Consider the following forcing:
$P=Fn(\aleph_0,\aleph_0,\aleph_0)=${$p:$dom$(p)$ $ \to \aleph_0 |$ dom$(p)$ $ \subset \aleph_0,$ card(dom$(p)$) $<\aleph_0$}
Can someone give me a hint of how to prove that this way defined $P$ does not satisfy "forcing axiom", i.e. the following does not hold:
For any set $\mathbb D$ of cardinality $\leq 2^{\aleph_0}$, there exists a filter $H$ on $P$ such that $H \cap D \neq \emptyset$ for every $D \in \mathbb D$ which is dense in $P$.

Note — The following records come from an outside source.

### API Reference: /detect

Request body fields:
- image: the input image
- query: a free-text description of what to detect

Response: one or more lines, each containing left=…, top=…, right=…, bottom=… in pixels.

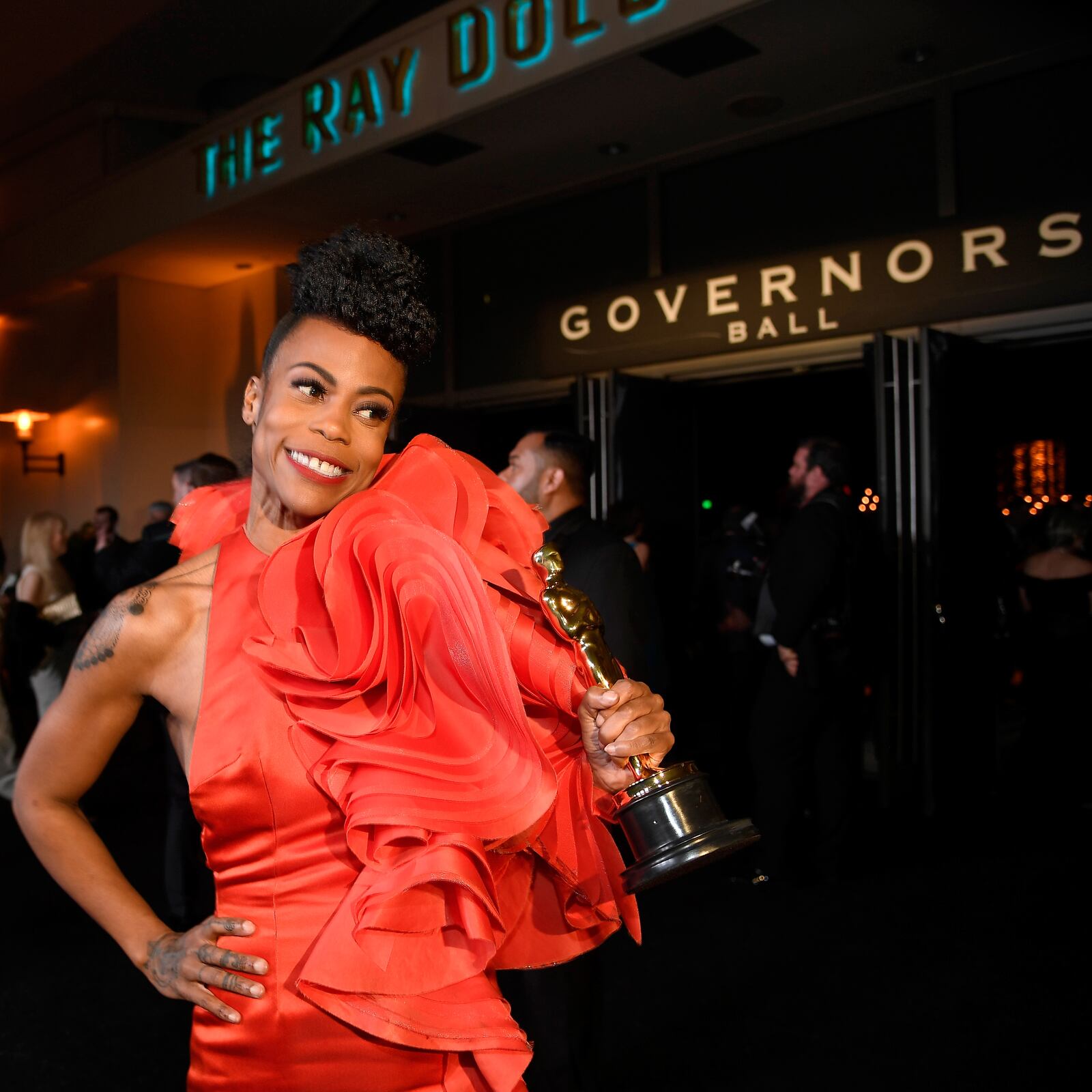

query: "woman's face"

left=242, top=318, right=405, bottom=526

Let $\mathbb{C}$ denote your forcing above (which is also Cohen forcing).
For each $x \in {}^\omega 2$, Let $D_x = \{p \in \mathbb{C} : (\exists n \in \mathrm{dom}(p))(p(n) \neq x(n))\}$. $D_x$ is dense in $\mathbb{C}$.
Let $E_n = \{p \in \mathbb{C} : n \in \mathrm{dom}(p)\}$. $E_n$ is dense.

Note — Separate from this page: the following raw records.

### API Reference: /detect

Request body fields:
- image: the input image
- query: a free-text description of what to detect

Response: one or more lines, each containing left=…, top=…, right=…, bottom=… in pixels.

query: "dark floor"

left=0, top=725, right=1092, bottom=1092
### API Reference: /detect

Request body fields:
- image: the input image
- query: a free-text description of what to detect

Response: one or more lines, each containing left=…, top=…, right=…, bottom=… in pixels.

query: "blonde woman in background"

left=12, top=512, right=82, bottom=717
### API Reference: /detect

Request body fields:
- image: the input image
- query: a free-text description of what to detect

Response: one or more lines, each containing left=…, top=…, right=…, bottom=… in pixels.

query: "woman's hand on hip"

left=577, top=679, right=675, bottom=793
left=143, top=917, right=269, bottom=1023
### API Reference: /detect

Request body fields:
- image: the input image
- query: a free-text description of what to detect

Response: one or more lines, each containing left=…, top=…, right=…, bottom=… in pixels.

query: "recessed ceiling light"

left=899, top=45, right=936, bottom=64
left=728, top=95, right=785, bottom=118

Let $\mathcal{D} = \{D_x : x \in {}^\omega 2\} \cup \{E_n : n \in \omega\}$.
Note that any filter $F$ for $\mathbb{C}$ meeting all the $E_n$'s give a single real.
Now $\mathcal{D}$ has size $2^{\aleph_0}$. If your "forcing axiom" holds, then there is a $G$ in your universe $V$ which is a filter which meets all dense sets in $\mathcal{D}$. Let $g$ be the real which coming from $G$. Since $G \in V$, $g$ must be a real of $V$. But $G$ meets $D_g$ which implies $g \neq g$. Contradiction.